My previous post promised a follow up to explain how network IO events are handled by HawtDispatch.  Before I get into the details, I urge you to read Mark McGranaghan’s post on Threaded vs Evented Servers.  He does an excellent job describing how event driven servers scale in comparison to threaded servers.   This post will try to highlight how HawtDispatch provides an excellent framework for the implementation of event based servers.

When implementing event based servers, there are generally 2 patterns used, the reactor pattern and the proactor pattern.  The reactor pattern can be though of as being a synchronous version of the proactor pattern.  In a reactor pattern IO events are serviced by the thread in the IO handling loop.  In a proactor pattern the thread processing the IO event loop passes off the the IO event to another thread for processing.  HawtDispatch can support both styles of IO processing.

HawtDispatch uses a fixed sized thread pool sized to match the number of cores on your system.  Each thread in the pool runs an IO handling loop.  When a NIO event source is created, it gets assigned to one of the threads.  When network events occur the source causes callbacks to occur against on the dispatch queue targeted in the event source.  Typically that target dispatch queue is set to a serial queue which the application uses to handle the network protocol.  Since it’s a serial queue, the handling of the event can be done in a thread safe way.  The proactor pattern is being used since the serial queue can execute in any of the threads in the thread pool .
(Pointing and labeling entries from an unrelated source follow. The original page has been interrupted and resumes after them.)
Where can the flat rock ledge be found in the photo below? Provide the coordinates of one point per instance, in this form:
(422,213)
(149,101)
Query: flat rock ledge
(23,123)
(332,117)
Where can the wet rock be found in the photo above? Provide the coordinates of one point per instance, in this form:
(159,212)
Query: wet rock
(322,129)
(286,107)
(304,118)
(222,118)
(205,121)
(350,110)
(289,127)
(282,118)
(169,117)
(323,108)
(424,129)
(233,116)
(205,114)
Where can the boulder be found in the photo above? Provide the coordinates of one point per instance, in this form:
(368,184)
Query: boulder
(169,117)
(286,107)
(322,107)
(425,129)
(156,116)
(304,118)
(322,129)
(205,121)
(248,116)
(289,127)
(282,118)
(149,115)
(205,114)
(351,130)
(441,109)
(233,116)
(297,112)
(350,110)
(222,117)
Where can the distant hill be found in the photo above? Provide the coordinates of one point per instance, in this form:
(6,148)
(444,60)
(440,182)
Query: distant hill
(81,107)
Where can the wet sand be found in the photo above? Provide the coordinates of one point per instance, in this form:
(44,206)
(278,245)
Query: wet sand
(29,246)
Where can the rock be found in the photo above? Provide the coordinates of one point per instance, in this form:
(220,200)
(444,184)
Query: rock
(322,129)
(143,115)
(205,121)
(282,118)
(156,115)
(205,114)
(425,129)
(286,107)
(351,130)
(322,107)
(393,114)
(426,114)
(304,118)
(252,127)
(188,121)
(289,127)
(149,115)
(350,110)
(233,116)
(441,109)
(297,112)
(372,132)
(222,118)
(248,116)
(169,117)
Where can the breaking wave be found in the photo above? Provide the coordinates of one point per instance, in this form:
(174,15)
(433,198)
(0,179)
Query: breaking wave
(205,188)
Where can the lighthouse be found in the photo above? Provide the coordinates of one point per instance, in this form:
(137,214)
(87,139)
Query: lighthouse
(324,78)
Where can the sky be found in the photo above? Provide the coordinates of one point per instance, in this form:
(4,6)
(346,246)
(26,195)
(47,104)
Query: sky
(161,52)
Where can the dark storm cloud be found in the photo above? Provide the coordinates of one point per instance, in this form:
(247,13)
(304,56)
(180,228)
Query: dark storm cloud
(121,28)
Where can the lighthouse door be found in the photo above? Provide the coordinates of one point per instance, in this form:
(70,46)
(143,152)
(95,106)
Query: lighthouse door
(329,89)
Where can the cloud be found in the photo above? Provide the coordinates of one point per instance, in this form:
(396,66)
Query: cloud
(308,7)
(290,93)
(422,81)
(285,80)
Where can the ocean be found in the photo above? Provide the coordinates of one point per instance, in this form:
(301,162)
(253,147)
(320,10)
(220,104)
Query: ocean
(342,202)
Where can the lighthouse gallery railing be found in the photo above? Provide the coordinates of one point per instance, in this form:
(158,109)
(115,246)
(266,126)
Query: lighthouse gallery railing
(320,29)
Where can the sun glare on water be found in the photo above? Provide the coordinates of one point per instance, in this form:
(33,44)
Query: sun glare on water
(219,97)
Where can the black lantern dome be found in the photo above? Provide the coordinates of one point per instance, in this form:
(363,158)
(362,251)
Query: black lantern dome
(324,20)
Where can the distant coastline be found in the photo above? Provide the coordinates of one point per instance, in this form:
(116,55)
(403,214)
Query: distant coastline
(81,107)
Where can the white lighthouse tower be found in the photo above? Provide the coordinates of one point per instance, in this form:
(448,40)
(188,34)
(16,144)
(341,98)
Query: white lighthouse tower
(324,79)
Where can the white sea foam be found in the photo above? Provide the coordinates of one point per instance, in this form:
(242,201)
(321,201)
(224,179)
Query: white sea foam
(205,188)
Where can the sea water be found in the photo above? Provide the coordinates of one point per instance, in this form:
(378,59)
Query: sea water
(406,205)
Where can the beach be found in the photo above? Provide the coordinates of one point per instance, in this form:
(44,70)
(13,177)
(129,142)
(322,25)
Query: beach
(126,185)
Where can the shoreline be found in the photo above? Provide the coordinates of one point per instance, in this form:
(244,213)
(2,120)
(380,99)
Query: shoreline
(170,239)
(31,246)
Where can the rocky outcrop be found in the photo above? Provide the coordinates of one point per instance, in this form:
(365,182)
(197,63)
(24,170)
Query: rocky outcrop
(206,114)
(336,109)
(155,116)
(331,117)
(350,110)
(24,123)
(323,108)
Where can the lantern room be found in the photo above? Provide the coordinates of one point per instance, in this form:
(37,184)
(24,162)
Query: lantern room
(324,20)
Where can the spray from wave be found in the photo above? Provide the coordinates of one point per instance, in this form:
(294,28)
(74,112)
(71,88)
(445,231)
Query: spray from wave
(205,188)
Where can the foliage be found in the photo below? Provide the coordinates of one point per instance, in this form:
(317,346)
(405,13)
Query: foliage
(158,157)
To use the reactor pattern, HawtDispatch supports ‘pinning’ the serial queue to a thread.  When a dispatch source is created on a pinned dispatch queue, then the event source gets registered against the same ‘pinned’ thread.  The benefit of the reactor pattern is that it avoids some of  cross thread synchronization needed for the proactor pattern and provides cheaper GCs.  The down side to the reactor pattern is that you may have to manage reblanacing network sources across all the available thread.  Lucky HawtDispatch does support moving pinned dispatch queues and sources to different threads.

Scaling Up with HawtDispatch

I just spotted an excellent article on how reducing the number of cores used by a multi-threaded actually increased it’s performance.  This seems counter intuitive at first, but it is a sad reality.  It is very easy to create contention across threads in a multi-threaded app which in turn lowers performance.

A few months ago, I experienced similar results while hacking on ActiveMQ.  I noticed that passing messages from producer connections to consumer connections was dramatically faster if the producer and consumer were being serviced by the same thread.  I decided that the next version of the broker would to be need to be built using a thread management framework which could optimize itself so that those connections could collocate onto one thread if possible.

Then I saw the the libdispatch API (it forms the foundation of the Grand Central Dispatch technology in OS X) and fell in love with it’s simplicity and power.  I realized that implementation of that API could in theory provides the threading optimizations I was looking for.  So I started hacking on HawtDispatch, a Java/Scala clone of libdispatch.

The central concepts to libdispatch and hawtdispatch are global and serial queues.  Global queues are executors which execute tasks concurrently using a fixed size thread pool. Serial queues are executors without an assigned thread and which execute tasks in FIFO order.   When tasks added to a serial queue, the serial queue gets added to a global queue so that the serial queue can execute it’s tasks.  Multiple serial queues execute concurrently on the global queue.

The overhead of a serial queue is very small, it’s just a several counters and a couple of linked lists.  You can use them like a lightweight thread. Feel free to create thousands of them.  If you squint at it just right, they allows you to use erlang style actor thread model.

Now that you have an idea how HawtDispatch is used, lets get back to what kinds of optimizations it can do to help with cross thread contention.  HawtDispatch generally uses a concurrent linked list to enqueue a task in serial queue, but there are times when it can avoid that synchronization of the concurrent linked list.  For example, if the serial queue is currently executing in the current thread, then an enqueue can just add the task to a non synchronized linked list.  HawtDispatch also supports ‘pining’ a serial queue to one of the threads in the global queue’s thread pool.  This allows you to force serial queues to collocate onto one thread so that when they do need to communicate, there is no thread contention involved.

But you still run into cases where you need to move tons of events from one serial queue to another which is executing on a different thread.  For these cases, you use a custom event source.  It allows you to  coalesce a bunch of events generated on on thread as a single event delivered to the another queue.  HawtDispatch will aggregate custom events  into a thread local (to avoid contention) and once the current thread has drained all execution queues, it will deliver those custom events to their target queues.

This post is already getting kind of long, so I’ve have to do a follow up post on how all that interacts with network IO events.  But the general idea is, yes, keeping stuff on 1 core is fast, but it won’t scale once your CPU bound, so having a framework like can HawtDispatch help minimize cross thread contention while still providing the ability to scale up to multiple cores as load increases.